Well, again and again I pressed him with all the earnestness and clearness I could, for I felt the soul was hanging betwixt life and death, and the least turn the wrong way might end fatally; but he still maintained he “could na get the grip.”
Our time was up, and we had to leave; but so heavily was he laid upon my heart that I could not help praying for him specially at the meeting we were holding. The answer was not long deferred.
He says, it was about the middle of that night he awoke in fearful trouble about his soul: he felt he should have to cry out, for his heart was bursting; but he suddenly felt as if the blessed Savior was personally present, and saying so sweetly to him, “Him that cometh to me I will in no wise cast out.”
“Ο Lord.” he said, “I’ll come, I’ll come,” and he then and there believing came to Jesus and found that peace he had sought for thirteen long years, and then that glorious hymn came to his mind,
“I bear the words of love,
I gaze upon the blood,
I see the mighty sacrifice,
And I have peace with God.”
He’d “got the grip” at last—and peace with God was his through faith in Jesus—and now he sits at the feet of Jesus, a purged worshipper, having no more conscience of sins.
As I write this simple story that happened last week, I am reminded of how, in Numb. 10, the ark of God went out of its due order in consequence of the failure of the people’s leader, God in His rich grace rising superior to His servant’s weakness; for, as in the present instance, though the gospel is His “power unto salvation to everyone that believeth,” and “faith cometh by hearing, and hearing by the word of God;” yet He would seem in the fullness of His love to have gone a little out of the ordinary course of things and granted some manifestation to his poor creature that he might no longer doubt, but “rejoice believing.” So with Thomas.

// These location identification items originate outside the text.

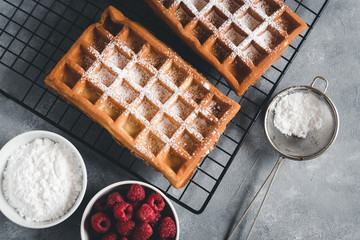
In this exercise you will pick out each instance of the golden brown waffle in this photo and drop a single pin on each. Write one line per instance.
(144, 94)
(240, 38)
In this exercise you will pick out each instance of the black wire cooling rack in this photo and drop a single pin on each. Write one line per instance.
(35, 34)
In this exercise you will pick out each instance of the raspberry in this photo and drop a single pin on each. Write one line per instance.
(136, 193)
(142, 231)
(123, 211)
(125, 228)
(101, 205)
(110, 236)
(100, 222)
(145, 213)
(156, 221)
(167, 228)
(135, 205)
(114, 198)
(156, 202)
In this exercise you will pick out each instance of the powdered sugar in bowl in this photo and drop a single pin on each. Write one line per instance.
(40, 169)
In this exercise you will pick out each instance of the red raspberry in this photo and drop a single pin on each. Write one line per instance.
(145, 213)
(114, 198)
(125, 228)
(156, 202)
(101, 205)
(123, 211)
(167, 228)
(142, 231)
(100, 222)
(135, 205)
(156, 221)
(136, 193)
(110, 236)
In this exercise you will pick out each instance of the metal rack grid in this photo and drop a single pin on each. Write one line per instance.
(36, 34)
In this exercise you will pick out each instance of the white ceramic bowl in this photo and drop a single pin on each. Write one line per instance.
(113, 187)
(8, 149)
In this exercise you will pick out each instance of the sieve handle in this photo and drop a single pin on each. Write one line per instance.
(322, 78)
(270, 178)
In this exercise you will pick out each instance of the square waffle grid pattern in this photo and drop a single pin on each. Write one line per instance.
(34, 35)
(241, 38)
(149, 99)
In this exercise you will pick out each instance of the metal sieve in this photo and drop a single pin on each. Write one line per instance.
(315, 143)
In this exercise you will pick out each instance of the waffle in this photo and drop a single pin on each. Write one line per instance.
(240, 38)
(144, 94)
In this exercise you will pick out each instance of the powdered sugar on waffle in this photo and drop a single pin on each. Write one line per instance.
(253, 32)
(138, 80)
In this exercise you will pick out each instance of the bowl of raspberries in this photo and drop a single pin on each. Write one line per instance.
(129, 210)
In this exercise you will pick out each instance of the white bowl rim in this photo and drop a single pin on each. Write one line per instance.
(32, 135)
(121, 183)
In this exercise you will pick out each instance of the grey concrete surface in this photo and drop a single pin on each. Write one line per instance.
(316, 199)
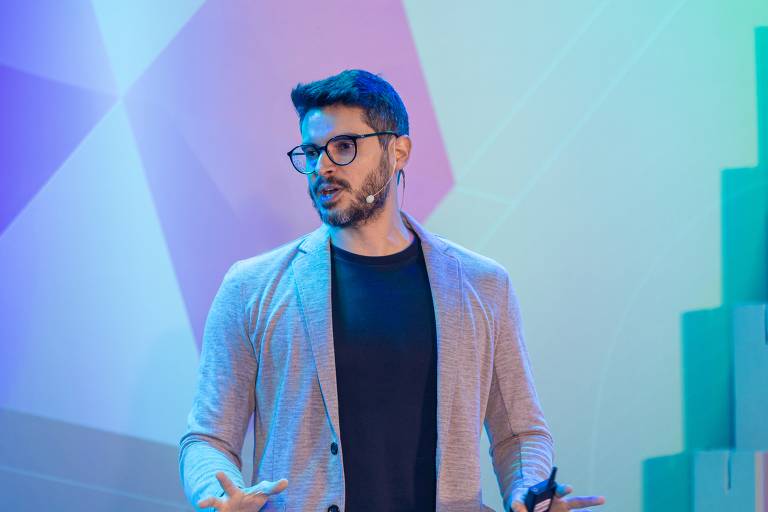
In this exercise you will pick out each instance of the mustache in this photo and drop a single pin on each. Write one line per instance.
(333, 182)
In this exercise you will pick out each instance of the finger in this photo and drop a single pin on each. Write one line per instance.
(584, 501)
(270, 488)
(210, 502)
(227, 484)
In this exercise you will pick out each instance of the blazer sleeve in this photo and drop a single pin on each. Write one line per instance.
(521, 444)
(224, 398)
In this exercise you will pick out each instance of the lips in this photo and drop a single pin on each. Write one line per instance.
(328, 190)
(328, 193)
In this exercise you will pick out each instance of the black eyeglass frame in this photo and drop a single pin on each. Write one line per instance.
(320, 149)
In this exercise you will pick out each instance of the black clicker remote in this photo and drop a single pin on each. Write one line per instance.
(539, 497)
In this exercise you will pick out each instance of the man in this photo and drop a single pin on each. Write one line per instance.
(370, 351)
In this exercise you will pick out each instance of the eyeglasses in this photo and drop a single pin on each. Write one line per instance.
(341, 150)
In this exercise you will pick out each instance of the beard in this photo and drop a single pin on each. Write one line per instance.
(359, 211)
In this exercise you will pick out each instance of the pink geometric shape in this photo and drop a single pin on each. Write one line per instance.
(224, 86)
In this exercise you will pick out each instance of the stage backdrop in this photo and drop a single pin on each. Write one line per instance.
(142, 151)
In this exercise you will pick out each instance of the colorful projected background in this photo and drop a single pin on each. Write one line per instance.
(142, 150)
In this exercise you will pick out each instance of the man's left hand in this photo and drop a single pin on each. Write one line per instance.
(559, 503)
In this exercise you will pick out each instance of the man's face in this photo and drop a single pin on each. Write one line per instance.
(367, 173)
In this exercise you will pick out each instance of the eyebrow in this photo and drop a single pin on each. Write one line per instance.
(307, 143)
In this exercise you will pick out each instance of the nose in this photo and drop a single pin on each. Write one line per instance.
(324, 165)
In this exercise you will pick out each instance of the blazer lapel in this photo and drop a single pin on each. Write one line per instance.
(445, 282)
(312, 272)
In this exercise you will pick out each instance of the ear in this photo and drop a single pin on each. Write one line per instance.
(402, 150)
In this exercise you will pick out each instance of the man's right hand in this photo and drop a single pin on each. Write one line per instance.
(250, 499)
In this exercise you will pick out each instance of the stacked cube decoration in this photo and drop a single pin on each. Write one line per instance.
(724, 465)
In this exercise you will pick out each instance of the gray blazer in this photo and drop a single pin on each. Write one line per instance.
(268, 351)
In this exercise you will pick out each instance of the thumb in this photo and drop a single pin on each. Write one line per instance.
(270, 488)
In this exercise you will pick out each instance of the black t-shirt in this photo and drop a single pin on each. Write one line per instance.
(386, 374)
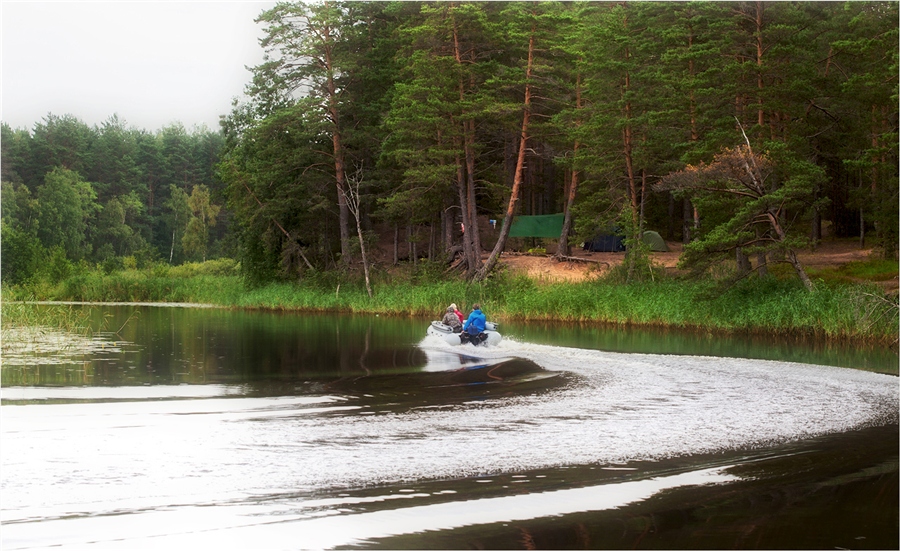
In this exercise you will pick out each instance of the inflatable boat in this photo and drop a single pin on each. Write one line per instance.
(490, 335)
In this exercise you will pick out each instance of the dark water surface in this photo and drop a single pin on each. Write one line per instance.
(208, 428)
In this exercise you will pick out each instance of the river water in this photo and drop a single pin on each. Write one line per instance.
(183, 427)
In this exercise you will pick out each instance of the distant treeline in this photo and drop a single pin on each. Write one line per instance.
(744, 129)
(112, 195)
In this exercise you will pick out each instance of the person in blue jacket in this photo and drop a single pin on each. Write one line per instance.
(474, 326)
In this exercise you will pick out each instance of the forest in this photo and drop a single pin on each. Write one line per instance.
(746, 130)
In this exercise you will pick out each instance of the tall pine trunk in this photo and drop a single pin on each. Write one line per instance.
(483, 272)
(562, 249)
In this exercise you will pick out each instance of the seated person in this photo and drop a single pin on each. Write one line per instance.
(451, 319)
(474, 326)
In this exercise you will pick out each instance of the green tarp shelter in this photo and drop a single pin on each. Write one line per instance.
(655, 241)
(545, 225)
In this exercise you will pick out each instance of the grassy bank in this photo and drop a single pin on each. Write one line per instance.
(853, 312)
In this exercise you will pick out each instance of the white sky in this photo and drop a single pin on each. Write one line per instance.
(151, 63)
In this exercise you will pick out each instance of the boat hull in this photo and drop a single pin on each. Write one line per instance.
(445, 332)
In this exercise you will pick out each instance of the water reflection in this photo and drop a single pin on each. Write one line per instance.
(215, 428)
(206, 346)
(683, 342)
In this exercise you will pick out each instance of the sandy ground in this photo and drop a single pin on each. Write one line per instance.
(828, 254)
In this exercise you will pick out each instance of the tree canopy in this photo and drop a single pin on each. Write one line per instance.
(447, 114)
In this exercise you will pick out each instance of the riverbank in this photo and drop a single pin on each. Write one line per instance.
(835, 311)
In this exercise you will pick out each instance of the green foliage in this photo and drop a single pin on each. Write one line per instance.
(22, 254)
(426, 101)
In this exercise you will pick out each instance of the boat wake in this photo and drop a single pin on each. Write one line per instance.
(470, 414)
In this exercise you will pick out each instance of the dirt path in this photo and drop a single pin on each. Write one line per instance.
(828, 254)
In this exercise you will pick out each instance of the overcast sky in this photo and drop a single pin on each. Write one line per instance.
(152, 63)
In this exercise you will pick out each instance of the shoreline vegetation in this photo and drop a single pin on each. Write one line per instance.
(854, 313)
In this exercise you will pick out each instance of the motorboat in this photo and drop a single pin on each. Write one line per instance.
(491, 337)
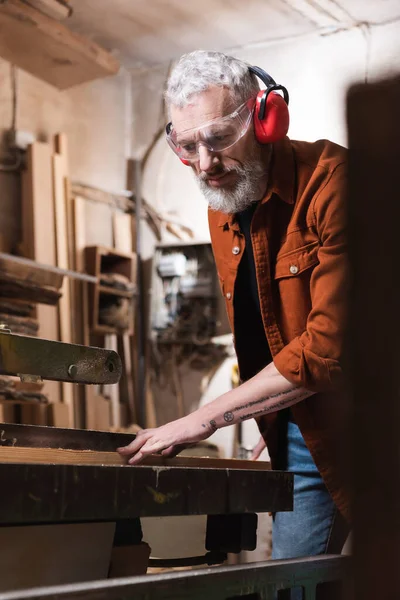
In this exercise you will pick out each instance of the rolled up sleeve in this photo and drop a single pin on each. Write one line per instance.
(313, 360)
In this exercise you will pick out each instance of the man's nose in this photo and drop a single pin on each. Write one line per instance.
(207, 158)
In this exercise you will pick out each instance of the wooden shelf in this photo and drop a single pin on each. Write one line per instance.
(107, 261)
(44, 47)
(103, 289)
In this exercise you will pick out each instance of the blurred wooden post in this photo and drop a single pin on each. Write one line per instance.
(374, 217)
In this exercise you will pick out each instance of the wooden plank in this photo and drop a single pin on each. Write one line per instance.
(89, 457)
(112, 391)
(373, 449)
(60, 169)
(81, 298)
(39, 233)
(126, 384)
(97, 412)
(31, 274)
(59, 415)
(54, 554)
(7, 412)
(52, 8)
(122, 229)
(49, 50)
(33, 413)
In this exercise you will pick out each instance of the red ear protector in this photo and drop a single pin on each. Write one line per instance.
(271, 113)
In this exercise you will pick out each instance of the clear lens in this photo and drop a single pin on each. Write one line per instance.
(216, 135)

John 20.
But be that as it may, dear reader, will you let me now affectionately turn to you and ask you, Have you received God’s testimony concerning Jesus, and are you therefore saved? Most solemn is your position if still dead in trespasses and sins, as we all by nature are—heirs of wrath and misery—but do not wait till you get the grip, do not wait till you have some vision in the night, for such may never come to you, but in simple faith believe on Him who said to that doubting heart, and who says to you, “Him that cometh to me I will in no wise cast out.” (John 6:37.) The Lord bless you. D. T. G.